Betway
- Type: Subsidiary
- Industry: Online gambling
- Founded: 2006
- Headquarters: Gżira, Malta
- Key people: Anthony Werkman (CEO)
- Products: Sports betting, online casino, online poker, online bingo
- Parent: Super Group
- Website: betway.com

= Betway =

Online gambling company

Betway is a British gambling company founded in 2006. Its product offering includes sports betting, online casino, online poker, and online bingo. Business operations are led from its headquarters in Malta, alongside satellite offices in London, Guernsey, and Cape Town.

==Overview==
The Betway brand holds licenses in countries including the UK, Malta, Italy, Denmark, Spain, Belgium, Germany, Sweden, Mexico, South Africa, Portugal, Ireland, Poland, France, Argentina, and the United States. It is a member of the European Sports Security Association, the Independent Betting Adjudication Service, the Remote Gambling Association, and is accredited by international testing agency eCOGRA. Betway has a partnership with the Professional Players Federation, which promotes, protects and develops the collective interests of professional sportspeople in the UK. It is also a supporter of the Responsible Gambling Trust.

Alongside Spin Casino, Betway is a subsidiary of its holding company, Super Group. In January 2022, Super Group listed on the New York Stock Exchange via a SPAC, and now trades as SGHC.

==Sponsorships and partnerships==
Betway has sponsored many sporting organizations, events, teams and athletes, including Manchester United, National Hockey League, South African Twenty20 Cricket League SA20, and Formula One team Williams Racing.

==World record jackpot==

In October 2015, Betway paid out €17,879,645 ($20,062,600; £13,209,300) to Jon Heywood (UK) for hitting the jackpot on Microgaming's Mega Moolah slot while playing at Betway. This was verified by Guinness World Records, at the time, as the largest ever jackpot payout in an online slot machine, subsequently surpassed in 2019.

==Regulation and compliance==

In March 2020, Betway was fined a then record £11.6m for historical failings in customer protection and anti-money laundering checks, allowing one customer to deposit over £8m and lose over £4m in a four-year period.

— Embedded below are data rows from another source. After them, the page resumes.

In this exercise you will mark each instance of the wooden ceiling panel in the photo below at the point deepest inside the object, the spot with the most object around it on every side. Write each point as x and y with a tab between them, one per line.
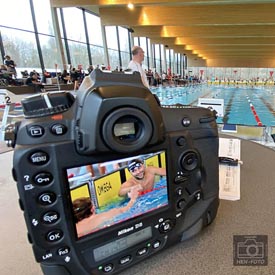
221	30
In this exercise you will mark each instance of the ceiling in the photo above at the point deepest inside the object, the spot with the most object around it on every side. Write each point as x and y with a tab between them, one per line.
218	33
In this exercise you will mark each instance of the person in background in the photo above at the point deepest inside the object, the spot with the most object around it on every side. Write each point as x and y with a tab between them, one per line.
10	65
33	80
135	64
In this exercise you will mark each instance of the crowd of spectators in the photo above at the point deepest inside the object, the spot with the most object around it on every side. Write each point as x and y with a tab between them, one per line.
75	75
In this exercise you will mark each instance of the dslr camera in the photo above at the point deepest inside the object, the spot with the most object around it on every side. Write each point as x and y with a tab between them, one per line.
108	177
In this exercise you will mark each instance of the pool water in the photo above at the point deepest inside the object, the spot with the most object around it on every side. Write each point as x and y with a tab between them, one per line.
144	203
244	105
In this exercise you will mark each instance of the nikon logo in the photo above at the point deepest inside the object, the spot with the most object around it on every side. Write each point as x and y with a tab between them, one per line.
125	230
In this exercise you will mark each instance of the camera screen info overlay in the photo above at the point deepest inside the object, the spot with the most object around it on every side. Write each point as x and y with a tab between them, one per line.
96	197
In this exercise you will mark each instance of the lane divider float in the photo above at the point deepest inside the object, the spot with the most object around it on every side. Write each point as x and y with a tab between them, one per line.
259	123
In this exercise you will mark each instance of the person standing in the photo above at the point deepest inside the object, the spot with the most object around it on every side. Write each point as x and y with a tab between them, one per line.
135	64
10	65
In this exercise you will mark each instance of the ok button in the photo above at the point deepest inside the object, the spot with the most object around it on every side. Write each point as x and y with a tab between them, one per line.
54	236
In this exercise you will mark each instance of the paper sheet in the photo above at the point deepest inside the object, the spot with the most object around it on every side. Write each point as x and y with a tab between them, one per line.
229	176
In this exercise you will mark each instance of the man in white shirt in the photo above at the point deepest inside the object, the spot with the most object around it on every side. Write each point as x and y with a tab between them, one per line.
135	64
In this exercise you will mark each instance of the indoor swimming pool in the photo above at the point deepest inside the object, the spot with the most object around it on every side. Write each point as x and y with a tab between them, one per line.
244	105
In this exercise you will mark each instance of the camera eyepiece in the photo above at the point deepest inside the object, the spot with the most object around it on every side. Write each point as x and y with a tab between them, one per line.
127	130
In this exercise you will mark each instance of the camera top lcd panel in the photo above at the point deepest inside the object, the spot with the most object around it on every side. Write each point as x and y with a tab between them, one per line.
109	177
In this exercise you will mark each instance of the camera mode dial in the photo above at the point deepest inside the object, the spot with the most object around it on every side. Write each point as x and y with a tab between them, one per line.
45	104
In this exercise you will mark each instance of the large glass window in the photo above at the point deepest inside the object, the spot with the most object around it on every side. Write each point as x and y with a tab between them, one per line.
124	46
79	55
94	29
112	45
42	9
16	14
21	46
73	18
50	53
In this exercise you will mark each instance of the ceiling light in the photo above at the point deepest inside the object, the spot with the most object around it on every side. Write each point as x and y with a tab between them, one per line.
130	6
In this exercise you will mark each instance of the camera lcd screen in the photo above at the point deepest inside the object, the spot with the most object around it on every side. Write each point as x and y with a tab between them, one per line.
109	193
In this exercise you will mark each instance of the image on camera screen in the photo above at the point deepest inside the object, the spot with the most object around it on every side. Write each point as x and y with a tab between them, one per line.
109	193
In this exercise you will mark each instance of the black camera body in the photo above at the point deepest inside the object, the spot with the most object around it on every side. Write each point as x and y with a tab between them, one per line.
61	148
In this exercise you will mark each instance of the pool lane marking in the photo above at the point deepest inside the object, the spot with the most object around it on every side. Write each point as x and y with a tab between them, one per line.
254	112
268	105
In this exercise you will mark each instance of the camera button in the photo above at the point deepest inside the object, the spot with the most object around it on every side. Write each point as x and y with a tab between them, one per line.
63	251
36	131
180	179
47	198
50	217
142	251
186	121
125	260
39	158
156	244
166	226
181	141
181	204
54	236
179	191
43	178
108	268
58	129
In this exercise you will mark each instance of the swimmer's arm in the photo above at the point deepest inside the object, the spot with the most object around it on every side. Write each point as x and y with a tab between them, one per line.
157	171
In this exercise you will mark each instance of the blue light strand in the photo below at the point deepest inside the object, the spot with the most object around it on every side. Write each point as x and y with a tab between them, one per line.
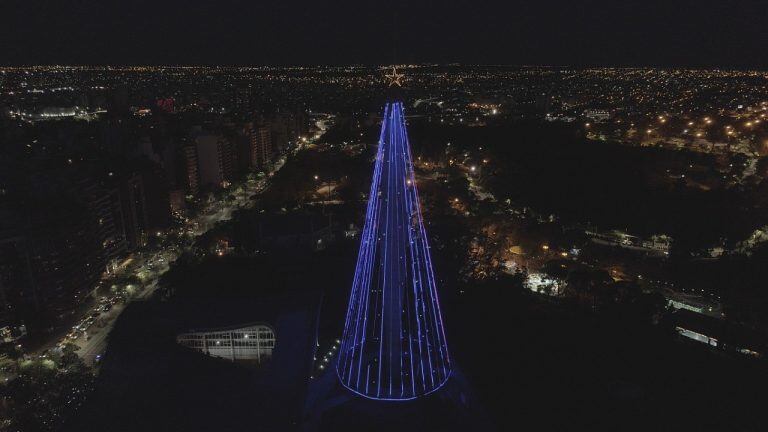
391	312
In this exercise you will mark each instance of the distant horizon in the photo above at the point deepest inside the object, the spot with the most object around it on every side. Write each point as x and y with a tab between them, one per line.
683	33
381	65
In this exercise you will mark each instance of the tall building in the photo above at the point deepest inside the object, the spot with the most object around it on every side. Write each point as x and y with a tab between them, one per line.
190	173
394	345
133	197
214	159
261	146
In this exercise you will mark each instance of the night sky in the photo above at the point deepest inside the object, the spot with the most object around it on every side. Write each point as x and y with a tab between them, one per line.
703	33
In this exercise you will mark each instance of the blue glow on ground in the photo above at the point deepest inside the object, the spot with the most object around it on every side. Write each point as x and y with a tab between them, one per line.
394	345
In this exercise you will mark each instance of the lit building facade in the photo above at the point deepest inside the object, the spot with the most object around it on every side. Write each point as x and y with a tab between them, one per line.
252	343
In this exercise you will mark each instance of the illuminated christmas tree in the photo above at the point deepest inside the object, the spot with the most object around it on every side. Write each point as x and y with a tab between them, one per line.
394	345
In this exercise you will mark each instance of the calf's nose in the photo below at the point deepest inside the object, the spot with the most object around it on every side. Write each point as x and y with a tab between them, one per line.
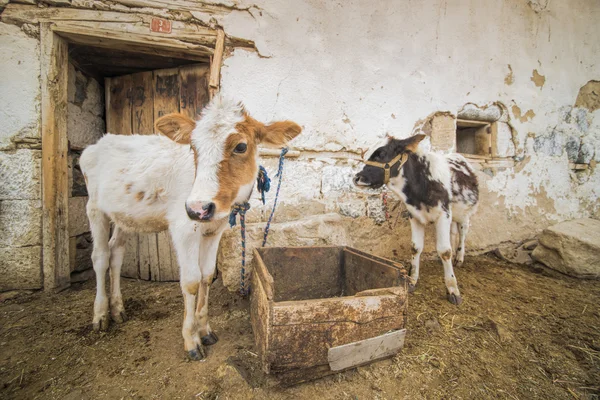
199	211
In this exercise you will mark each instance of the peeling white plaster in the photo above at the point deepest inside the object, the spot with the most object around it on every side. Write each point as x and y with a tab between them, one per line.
349	72
19	86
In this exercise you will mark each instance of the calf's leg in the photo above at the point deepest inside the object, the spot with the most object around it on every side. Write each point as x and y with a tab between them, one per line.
117	252
187	247
100	227
444	249
418	238
463	229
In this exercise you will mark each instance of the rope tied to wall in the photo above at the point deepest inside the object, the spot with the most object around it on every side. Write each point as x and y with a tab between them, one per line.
263	185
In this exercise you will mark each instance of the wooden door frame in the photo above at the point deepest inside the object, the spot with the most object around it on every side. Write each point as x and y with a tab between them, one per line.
54	60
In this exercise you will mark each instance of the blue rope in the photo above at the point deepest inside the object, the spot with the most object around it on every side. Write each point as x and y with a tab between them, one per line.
263	184
280	176
241	210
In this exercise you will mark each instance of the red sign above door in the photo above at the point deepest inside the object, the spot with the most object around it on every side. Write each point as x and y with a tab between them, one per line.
160	25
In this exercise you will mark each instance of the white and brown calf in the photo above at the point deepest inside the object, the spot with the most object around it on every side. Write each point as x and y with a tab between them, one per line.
437	189
185	181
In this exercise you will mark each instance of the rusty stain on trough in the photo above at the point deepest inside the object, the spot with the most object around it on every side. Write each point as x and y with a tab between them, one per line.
306	300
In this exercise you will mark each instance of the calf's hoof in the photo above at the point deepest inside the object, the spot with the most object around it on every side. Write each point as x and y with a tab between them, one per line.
454	299
209	339
196	354
120	317
101	324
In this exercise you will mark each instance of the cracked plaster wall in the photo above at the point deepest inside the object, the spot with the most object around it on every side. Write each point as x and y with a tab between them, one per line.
352	72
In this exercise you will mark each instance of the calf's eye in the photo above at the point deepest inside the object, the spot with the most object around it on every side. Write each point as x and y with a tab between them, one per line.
240	148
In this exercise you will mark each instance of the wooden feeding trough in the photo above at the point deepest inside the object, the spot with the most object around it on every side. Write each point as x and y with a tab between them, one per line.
320	310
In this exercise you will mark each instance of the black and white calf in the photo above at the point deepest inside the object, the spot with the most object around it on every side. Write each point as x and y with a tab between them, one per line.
438	189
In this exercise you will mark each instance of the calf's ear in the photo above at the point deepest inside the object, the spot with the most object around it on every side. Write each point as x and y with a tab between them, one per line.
278	133
413	142
176	127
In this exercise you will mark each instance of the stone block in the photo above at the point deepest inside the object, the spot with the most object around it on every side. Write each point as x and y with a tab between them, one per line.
489	114
504	143
571	247
20	268
77	187
78	221
337	180
20	223
320	230
20	82
20	174
443	133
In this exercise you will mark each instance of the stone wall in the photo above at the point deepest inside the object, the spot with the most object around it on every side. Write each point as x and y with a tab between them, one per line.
20	159
350	74
85	125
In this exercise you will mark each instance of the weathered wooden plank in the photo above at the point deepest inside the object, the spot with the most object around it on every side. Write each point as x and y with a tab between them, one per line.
194	90
148	254
142	103
126	23
141	121
167	259
294	269
302	331
215	64
337	309
464	123
55	171
262	273
364	351
118	121
304	346
110	39
166	87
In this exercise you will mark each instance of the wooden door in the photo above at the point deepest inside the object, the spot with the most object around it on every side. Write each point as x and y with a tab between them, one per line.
133	103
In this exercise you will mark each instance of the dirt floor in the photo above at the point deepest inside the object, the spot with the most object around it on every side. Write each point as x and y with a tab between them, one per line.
521	333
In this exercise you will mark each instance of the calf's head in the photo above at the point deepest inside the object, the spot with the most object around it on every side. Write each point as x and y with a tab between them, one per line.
390	156
224	142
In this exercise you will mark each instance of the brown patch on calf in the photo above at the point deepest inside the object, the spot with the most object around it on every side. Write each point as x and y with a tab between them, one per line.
465	187
446	255
414	142
191	288
236	170
413	250
128	223
153	197
176	127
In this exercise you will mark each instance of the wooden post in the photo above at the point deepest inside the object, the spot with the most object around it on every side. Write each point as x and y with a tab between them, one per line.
55	173
215	64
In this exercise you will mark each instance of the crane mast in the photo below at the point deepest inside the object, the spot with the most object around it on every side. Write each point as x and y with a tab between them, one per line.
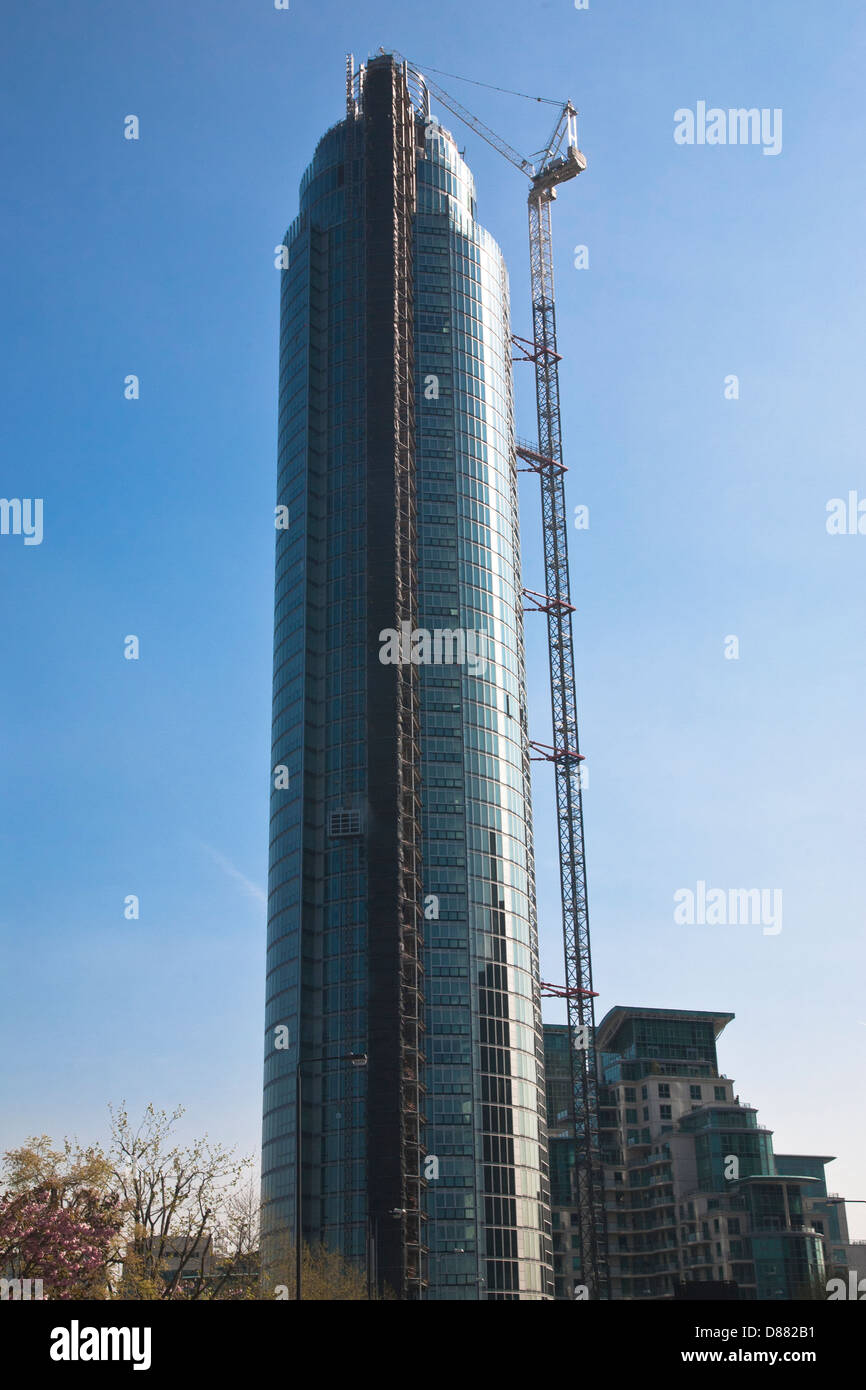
546	171
565	755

In the United States, Betway is present in Virginia, Colorado, Indiana, New Jersey, Iowa, Arizona, and Pennsylvania. Users in all states can also play the free Betway Big Pick app to win money without gambling.

==Casino developers==

Betway Casino offers games provided by developers such as NetEnt and Play'n GO.

==Controversies==
In 2024, Betway did not pay a price of 1.3 million Euros stating that there was a defect in their site when the client bet was correct.